此时,言诚抬手,破甲念动,击在吕安头顶,吕安保持着那怔怔的神情,身子一震,便扑倒在地。
口鼻之中,有红白二色液体流出。
是血与脑浆。
玉洁微微皱眉,厌恶地扶着灵心走远。
老张老刘吓得几乎也要尿裤子,全身打颤,想逃,又不敢,只是急忙磕头作响:“公子饶命!”
“你们虽恶,毕竟只是下人。”言诚说,“杀你们并无意义。”
“多谢公子,多谢公子!”二人涕泪横流,叩首谢恩不止。
“我们走吧。”言诚也不理他们,示意二女上了车,唤上吼风,打马而去。
老张老刘二人跪在地上,一动不敢动,直到再不闻车轮之声,才全身脱力,一屁股坐倒。
“捡……捡回了一条命来!”老刘长出一口气。
“可是如何向老爷交待?”老张欣喜之余,又担忧起来。
“便这样交待。”
此时有声音起,一人缓缓自林中走出。
风吹长衫,衣衫轻摆。
目色冰冷,发三秋风,如鞘中剑。
两人观之,立时有冷汗如雨而下,有一种被利剑指住咽喉的感觉。
“你……你是何人?”老刘壮着胆子问。
“那不重要。”那人摇头。
“我只是来教你们如何说。”那人说。
“你告诉你们的老爷——此人该死。”那人说,“因为他竟然想要对皋曲才女灵心下手。”
“什么?”老张老刘一起惊呼出声。
“那女子……是皋曲灵心姑娘?”老张惊叫。
那人点头:“你们说,你们的少爷是不是胆大包天?”
两人不语,只是颤抖。
灵心其人,年纪轻轻便达极念境,超然于当世少年修行者之外,更有传闻,其曾得大先生点拨,两人隐有师徒之谊。
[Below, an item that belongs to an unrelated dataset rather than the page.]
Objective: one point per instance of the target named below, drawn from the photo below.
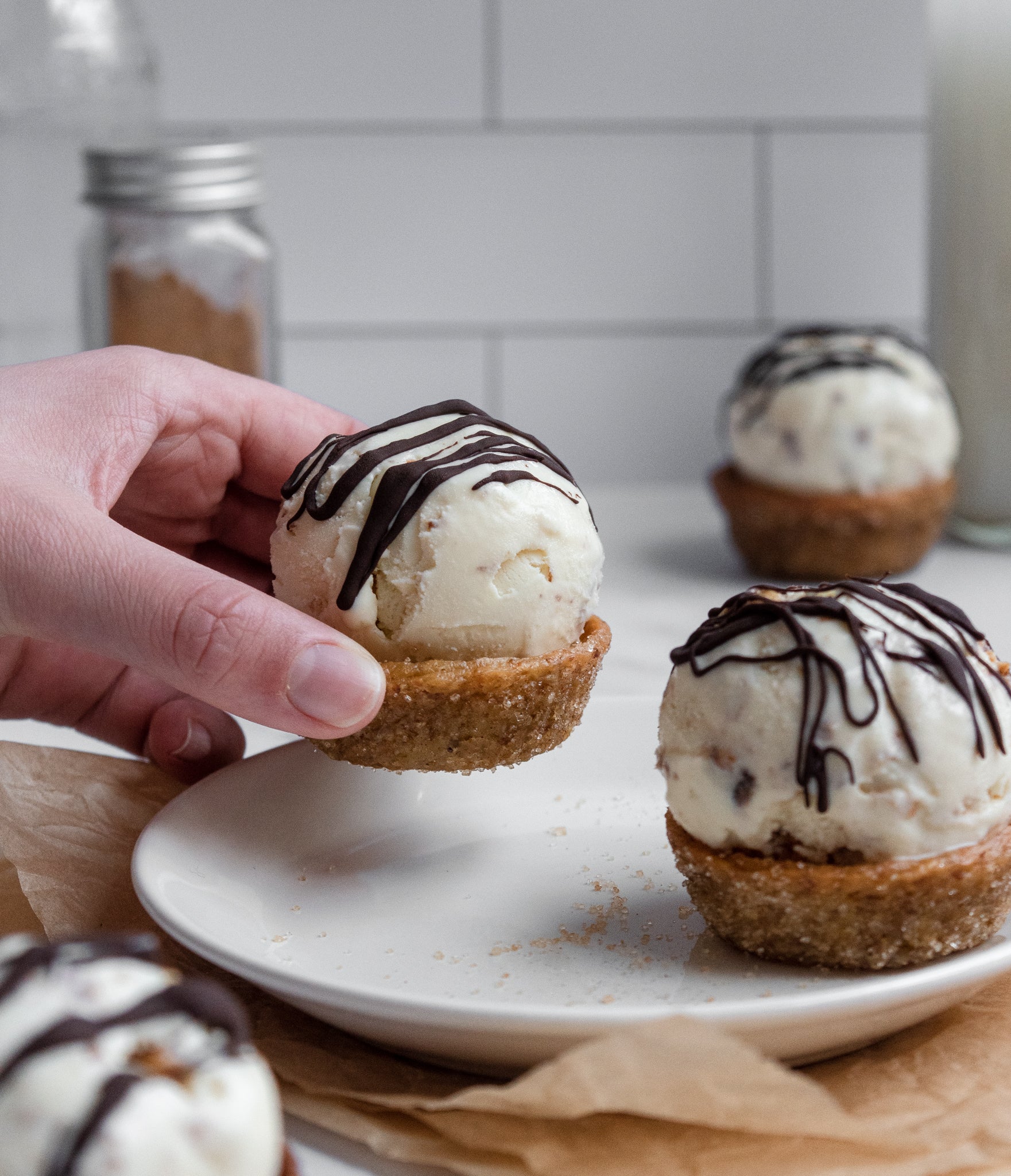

行走诸国,推行古礼,诸国国君见之,亦要以礼相待,不敢有分毫得罪。
这样的人物,岂止是天,简直是天外天!
两人看着吕安的尸体,此时只觉他死的真是一点也不冤。
“敢对灵心姑娘下手,已然是死罪,更不该,他竟然惦记上了银光城主战国之徒。”那人说。“你们既然已经猜到言云其实是言诚,便应该有多远躲多远,以为借军队之势,便斗胆来袭,这便是明知故犯,罪加一等。”
二人抖得更厉害了。
“言诚既然不杀你们,我也不杀你们。”那人说。“但要给你们一个任务——将此人的尸体抬回去,将我之前所说,一字不差传达给你们老爷。告诉他,吕安未被灭门,已然是天幸,多余的念头便不要再起。”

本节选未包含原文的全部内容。